The aim of this area is to investigate and improve the formability of aluminium alloys with novel compositions, in particular alloys with high secondary aluminium content. Research focuses on the interplay between precipitation and deformation mechanisms to improve the ductility and workability of aluminium alloys. Microstructures will be systematically analysed to understand and optimise their role in the formability and strength of the material.

The focus is on the development of advanced characterisation techniques such as Scanning Precession Electron Diffraction (SPED) and High Resolution Electron Microscopy. These methods allow precise analysis of the microstructure and precipitation processes in aluminium alloys on the nanometre scale. By analysing phase and stress fields at the microstructure level, the complex relationships between deformation, precipitation and their effects on material behaviour are investigated.

The aim is to develop new microstructures that improve the mechanical and corrosion resistance properties of aluminium alloys through targeted adaptation of process technology. In this area, the interactions between process parameters and microstructure development will be investigated and approaches will be developed to optimise material properties that can be transferred to industrial applications. 

The scientific freedom complements the basic research by deepening and advancing the development of materials and methods. 
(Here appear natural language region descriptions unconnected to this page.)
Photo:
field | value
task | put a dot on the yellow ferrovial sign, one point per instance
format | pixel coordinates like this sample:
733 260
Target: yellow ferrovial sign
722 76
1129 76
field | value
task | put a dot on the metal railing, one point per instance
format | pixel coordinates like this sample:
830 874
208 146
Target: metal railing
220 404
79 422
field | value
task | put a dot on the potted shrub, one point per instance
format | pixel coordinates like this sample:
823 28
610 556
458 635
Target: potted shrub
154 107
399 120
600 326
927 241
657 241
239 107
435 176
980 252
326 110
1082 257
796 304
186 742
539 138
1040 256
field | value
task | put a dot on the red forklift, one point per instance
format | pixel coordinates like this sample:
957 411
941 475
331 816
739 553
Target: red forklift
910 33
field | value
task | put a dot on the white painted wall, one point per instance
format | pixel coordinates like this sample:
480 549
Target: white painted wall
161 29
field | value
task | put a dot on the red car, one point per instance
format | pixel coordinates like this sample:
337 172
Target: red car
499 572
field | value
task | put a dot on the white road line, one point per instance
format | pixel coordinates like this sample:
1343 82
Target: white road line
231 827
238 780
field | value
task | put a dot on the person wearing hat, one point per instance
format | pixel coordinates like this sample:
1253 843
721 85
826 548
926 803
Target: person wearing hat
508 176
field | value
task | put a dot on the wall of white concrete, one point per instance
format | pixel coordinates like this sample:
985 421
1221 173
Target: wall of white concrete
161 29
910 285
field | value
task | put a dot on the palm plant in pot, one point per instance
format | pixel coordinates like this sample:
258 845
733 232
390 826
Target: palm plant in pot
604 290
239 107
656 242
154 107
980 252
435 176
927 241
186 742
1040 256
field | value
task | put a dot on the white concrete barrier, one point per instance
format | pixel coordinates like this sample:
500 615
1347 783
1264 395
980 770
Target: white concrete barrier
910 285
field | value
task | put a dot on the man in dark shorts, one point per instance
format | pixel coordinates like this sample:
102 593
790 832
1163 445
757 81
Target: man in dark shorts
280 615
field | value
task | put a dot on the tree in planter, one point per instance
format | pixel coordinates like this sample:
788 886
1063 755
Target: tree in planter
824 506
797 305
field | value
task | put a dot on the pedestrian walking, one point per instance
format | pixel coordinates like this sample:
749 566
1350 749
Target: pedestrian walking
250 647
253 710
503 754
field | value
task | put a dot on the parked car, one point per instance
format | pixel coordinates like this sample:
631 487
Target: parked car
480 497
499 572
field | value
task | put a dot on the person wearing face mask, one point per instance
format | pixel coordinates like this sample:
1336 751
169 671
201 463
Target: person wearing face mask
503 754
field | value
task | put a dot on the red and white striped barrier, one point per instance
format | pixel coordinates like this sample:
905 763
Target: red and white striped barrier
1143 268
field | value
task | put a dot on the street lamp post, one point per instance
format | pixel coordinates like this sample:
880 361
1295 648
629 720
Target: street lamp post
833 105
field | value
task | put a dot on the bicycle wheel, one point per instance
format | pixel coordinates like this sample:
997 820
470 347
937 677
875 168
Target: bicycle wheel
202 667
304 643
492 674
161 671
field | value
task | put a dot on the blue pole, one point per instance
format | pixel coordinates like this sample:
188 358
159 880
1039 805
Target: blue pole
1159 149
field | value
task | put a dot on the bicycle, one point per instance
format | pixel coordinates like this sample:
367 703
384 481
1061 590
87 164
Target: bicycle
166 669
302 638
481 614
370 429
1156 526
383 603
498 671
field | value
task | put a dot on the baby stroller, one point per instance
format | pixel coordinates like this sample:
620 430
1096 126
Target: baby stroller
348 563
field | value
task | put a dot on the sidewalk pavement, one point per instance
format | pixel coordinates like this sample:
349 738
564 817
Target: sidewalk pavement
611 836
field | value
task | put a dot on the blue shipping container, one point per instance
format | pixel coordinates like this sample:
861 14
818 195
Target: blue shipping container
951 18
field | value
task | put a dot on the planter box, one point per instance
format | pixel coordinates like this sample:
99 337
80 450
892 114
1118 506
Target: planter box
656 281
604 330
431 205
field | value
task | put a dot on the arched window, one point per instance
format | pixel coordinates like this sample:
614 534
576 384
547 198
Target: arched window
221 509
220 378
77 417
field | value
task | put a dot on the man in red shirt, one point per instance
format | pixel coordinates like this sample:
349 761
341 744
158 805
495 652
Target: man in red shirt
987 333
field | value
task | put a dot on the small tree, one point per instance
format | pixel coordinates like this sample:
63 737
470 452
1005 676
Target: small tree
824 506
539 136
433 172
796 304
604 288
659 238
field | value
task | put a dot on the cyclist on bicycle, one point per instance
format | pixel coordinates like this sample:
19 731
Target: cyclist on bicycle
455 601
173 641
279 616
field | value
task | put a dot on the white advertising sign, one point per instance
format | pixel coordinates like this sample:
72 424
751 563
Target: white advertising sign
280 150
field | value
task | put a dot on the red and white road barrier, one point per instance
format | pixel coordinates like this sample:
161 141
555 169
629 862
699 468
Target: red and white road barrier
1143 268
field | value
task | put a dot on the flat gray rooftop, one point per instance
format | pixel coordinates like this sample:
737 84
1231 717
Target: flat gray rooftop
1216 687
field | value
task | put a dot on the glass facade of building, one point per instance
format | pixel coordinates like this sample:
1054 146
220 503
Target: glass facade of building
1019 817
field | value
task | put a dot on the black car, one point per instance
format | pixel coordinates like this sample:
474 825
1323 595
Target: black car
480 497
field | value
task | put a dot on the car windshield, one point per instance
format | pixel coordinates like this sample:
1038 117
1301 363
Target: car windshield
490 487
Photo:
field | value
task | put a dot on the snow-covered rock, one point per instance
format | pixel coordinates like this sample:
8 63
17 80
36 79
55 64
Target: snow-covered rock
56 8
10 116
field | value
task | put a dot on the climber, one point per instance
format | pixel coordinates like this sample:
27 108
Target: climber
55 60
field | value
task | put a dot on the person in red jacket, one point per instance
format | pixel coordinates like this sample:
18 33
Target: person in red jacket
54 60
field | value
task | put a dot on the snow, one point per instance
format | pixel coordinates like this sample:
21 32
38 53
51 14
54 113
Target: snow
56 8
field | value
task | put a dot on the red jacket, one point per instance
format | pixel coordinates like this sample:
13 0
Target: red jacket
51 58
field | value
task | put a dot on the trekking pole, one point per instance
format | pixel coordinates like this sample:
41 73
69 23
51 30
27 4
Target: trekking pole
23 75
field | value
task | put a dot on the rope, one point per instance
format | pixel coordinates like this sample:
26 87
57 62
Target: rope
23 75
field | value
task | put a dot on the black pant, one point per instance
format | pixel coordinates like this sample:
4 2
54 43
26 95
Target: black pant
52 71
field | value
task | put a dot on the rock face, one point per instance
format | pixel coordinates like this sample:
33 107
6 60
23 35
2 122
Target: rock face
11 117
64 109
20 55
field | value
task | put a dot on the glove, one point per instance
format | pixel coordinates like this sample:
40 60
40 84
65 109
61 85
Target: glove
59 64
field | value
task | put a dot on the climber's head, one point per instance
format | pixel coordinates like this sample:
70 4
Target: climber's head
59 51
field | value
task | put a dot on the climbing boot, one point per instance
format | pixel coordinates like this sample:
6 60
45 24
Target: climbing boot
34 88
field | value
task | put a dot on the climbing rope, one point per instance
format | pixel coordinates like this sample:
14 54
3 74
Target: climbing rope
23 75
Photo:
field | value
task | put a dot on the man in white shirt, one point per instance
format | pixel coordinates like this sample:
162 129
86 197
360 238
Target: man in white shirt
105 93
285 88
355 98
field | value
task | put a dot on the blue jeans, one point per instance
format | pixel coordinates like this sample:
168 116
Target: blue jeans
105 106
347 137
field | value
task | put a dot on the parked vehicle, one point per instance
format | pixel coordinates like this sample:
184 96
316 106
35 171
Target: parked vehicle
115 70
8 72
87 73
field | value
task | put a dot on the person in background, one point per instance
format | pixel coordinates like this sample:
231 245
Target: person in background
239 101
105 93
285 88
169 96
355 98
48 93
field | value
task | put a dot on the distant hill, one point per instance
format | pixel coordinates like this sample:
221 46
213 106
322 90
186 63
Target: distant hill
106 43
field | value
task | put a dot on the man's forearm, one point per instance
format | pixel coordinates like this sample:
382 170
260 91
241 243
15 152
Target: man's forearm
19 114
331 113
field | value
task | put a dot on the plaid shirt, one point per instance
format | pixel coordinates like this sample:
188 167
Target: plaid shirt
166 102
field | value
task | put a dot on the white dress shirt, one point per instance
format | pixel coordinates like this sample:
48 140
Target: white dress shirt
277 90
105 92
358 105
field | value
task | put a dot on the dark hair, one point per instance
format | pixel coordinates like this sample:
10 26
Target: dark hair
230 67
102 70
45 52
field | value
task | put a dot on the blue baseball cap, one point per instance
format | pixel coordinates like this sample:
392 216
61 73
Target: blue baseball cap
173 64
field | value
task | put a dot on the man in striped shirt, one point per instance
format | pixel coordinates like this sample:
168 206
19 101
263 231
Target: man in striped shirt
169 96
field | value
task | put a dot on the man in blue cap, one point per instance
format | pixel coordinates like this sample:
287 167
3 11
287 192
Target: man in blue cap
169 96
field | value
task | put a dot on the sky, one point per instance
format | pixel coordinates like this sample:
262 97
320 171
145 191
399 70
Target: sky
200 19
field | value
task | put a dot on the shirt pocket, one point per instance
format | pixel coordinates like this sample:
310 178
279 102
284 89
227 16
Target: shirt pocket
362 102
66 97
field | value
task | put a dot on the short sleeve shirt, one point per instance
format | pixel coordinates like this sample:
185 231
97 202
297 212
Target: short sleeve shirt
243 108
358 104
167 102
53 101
On the one hand, fundamental mechanisms of deformation and microstructure development in aluminium alloys with a high recycled content are being investigated. Using in-situ X-ray diffraction experiments, the behaviour of the alloys under load is analysed to gain insight into lattice distortions, phase transformations and their influence on formability.

Another focus is the application of these findings to improve aluminium anode materials for energy storage devices in order to reduce the use of high-purity aluminium. This scientific freedom allows the laboratory to delve deeper into material dynamics and develop targeted adaptations for sustainable and high performance aluminium production, which is relevant not only for structural materials but also for energy storage.